Blow-up and global existence for the porous medium equation with reaction on a class of Cartan-Hadamard manifolds (Q1710740)

The authors consider the nonlinear evolution problem for the porous medium equation \[ \begin{cases} u_t=\Delta(u^m)+u^p & \text{in}\;M\times (0,T),\\ u=u_0 & \text{in}\;M\times \{0\}, \end{cases} \] in the slow diffusion case \(m>1,\) where \(M\) is an \(N\)-dimensional complete, simply connected Riemannian manifold with nonpositive sectional curvatures, that is, a Cartan-Hadamard manifold, \(\Delta\) is the Laplace-Beltrami operator on \(M,\) \(p>1,\) \(T\in(0,\infty],\) and the initial data \(u_0\) is nonnegative, bounded and compactly supported.

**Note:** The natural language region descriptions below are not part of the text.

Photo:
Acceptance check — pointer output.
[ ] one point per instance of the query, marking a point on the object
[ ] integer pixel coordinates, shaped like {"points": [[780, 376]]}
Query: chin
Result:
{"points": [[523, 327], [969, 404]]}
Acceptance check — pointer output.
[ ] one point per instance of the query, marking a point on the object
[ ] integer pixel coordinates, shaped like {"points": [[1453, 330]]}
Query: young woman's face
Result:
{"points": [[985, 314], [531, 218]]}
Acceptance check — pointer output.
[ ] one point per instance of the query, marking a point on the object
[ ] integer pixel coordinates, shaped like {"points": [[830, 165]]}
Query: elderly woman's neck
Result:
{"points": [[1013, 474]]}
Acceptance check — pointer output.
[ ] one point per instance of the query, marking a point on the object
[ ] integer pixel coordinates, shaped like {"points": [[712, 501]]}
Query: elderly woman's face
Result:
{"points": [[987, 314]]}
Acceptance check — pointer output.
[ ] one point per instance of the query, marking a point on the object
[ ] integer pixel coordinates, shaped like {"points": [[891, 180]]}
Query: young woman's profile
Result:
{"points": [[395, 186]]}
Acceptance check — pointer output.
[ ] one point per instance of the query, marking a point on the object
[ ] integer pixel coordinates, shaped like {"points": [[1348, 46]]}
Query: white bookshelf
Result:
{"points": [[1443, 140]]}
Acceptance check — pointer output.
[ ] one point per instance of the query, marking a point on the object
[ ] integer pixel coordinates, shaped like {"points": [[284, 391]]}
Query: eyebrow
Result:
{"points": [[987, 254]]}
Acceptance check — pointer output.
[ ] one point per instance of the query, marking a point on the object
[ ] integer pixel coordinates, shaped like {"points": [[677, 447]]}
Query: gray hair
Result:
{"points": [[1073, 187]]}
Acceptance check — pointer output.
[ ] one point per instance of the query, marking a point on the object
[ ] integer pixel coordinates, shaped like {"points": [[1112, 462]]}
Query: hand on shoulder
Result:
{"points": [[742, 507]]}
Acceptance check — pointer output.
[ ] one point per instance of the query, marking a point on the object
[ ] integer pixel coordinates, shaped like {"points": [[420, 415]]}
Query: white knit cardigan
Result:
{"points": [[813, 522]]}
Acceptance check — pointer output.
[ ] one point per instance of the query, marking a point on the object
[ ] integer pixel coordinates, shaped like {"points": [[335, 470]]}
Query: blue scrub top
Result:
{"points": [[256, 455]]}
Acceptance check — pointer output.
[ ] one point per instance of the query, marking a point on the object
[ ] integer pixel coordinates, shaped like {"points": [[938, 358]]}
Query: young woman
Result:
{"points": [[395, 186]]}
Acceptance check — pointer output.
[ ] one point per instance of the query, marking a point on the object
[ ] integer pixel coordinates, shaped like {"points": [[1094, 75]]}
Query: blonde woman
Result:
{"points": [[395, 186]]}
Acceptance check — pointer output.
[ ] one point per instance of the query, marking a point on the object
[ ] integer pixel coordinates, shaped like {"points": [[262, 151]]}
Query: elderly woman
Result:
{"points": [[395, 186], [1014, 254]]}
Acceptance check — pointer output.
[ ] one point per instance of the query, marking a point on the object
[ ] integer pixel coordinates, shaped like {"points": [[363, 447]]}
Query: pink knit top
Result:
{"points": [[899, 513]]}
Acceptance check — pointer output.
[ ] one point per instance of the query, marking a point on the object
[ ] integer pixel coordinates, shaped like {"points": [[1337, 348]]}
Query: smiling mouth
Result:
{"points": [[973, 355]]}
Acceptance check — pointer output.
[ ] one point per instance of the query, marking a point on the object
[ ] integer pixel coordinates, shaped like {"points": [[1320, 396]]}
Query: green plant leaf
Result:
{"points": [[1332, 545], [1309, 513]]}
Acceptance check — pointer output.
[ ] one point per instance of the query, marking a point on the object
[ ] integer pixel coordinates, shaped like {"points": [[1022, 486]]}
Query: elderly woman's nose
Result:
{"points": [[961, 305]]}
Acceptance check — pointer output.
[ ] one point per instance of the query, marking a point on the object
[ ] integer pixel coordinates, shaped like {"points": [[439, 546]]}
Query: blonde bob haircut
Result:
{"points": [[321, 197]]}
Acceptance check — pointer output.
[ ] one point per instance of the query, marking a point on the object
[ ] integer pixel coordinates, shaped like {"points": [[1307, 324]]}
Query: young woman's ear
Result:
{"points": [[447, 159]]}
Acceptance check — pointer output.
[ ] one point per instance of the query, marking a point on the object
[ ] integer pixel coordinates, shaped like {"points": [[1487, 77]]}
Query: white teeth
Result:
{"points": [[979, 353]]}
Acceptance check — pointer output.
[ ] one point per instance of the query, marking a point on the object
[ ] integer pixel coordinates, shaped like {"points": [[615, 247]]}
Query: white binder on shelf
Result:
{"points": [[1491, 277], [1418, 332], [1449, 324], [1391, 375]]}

The main results obtained can be summarized as follows. If \(p>m,\) then global-in-time solutions exist for small data \(u_0,\) while solutions associated to large data blow up in finite time. In the case \(p < m,\) all sufficiently large data give rise to solutions blowing up at worst in infinite time. If the stronger restriction \(p\in \big(1,(1+m)/2\big]\) holds, then all data give rise to solutions existing globally in time.